As depicted in FIG. 1, processor subsystem 120 may comprise a system, device, or apparatus operable to interpret and/or execute program instructions and/or process data, and may include a microprocessor, microcontroller, digital signal processor (DSP), application specific integrated circuit (ASIC), or another digital or analog circuitry configured to interpret and/or execute program instructions and/or process data. In some embodiments, processor subsystem 120 may interpret and/or execute program instructions and/or process data stored locally (e.g., in memory 130 and/or another component of physical hardware 102).

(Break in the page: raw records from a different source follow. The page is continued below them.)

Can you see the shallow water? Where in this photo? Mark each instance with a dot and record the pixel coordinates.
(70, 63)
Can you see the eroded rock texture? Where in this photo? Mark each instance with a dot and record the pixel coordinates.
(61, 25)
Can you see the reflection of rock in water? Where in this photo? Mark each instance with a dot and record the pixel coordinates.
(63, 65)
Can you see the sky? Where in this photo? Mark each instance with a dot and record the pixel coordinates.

In the same or alternative embodiments, processor subsystem 120 may interpret and/or execute program instructions and/or process data stored remotely (e.g., in a network storage resource).

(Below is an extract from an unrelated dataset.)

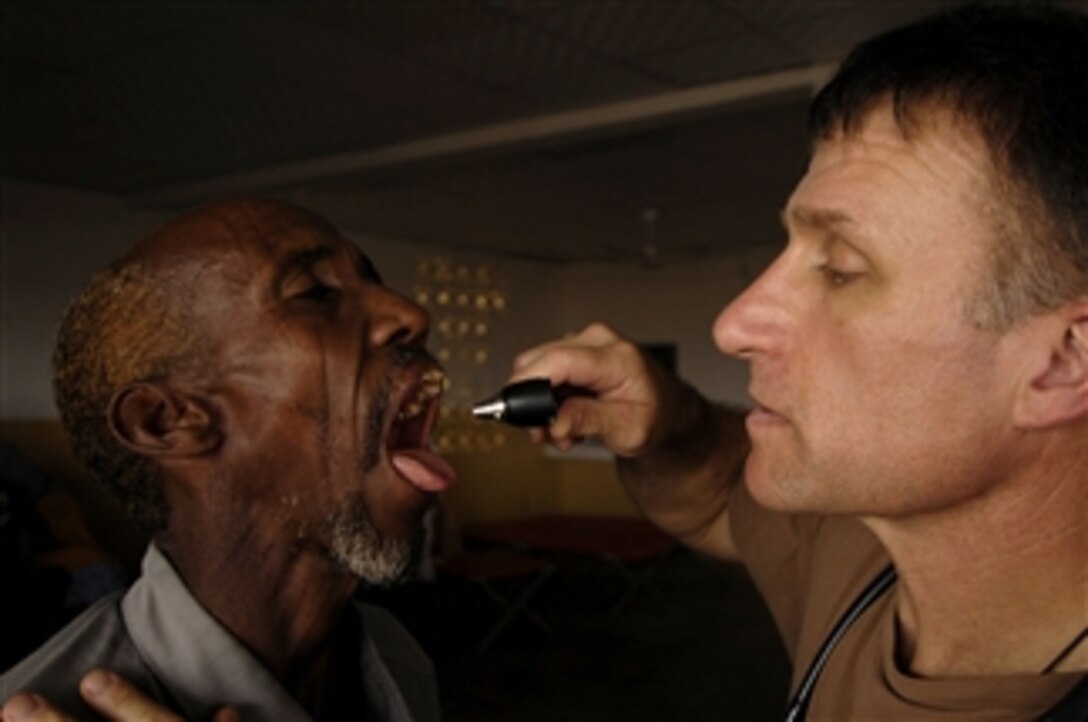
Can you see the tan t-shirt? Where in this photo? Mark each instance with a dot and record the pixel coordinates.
(810, 570)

Also in FIG. 1, memory 130 may comprise a system, device, or apparatus operable to retain and/or retrieve program instructions and/or data for a period of time (e.g., computer-readable media). As shown in the example embodiment of FIG. 1, memory 130 stores operating system 132 and application 134. Operating system 132 may represent instructions executable by processor subsystem 120 to operate information handling system 100 after booting. It is noted that in different embodiments, operating system 132 may be stored at network storage resource 170 and may be accessed by processor subsystem 120 via network 155 Application 134 may represent instructions executable by processor subsystem 120 for implementing generic application functionality, which may include a user interface and/or access to computing resources, such as local storage resource 150, for example. Memory 130 may comprise random access memory (RAM), electrically erasable programmable read-only memory (EEPROM), a PCMCIA card, solid-state memory, magnetic storage, opto-magnetic storage, and/or a suitable selection and/or array of volatile or non-volatile memory that retains data after power to its associated information handling system, such as information handling system 100, is powered down.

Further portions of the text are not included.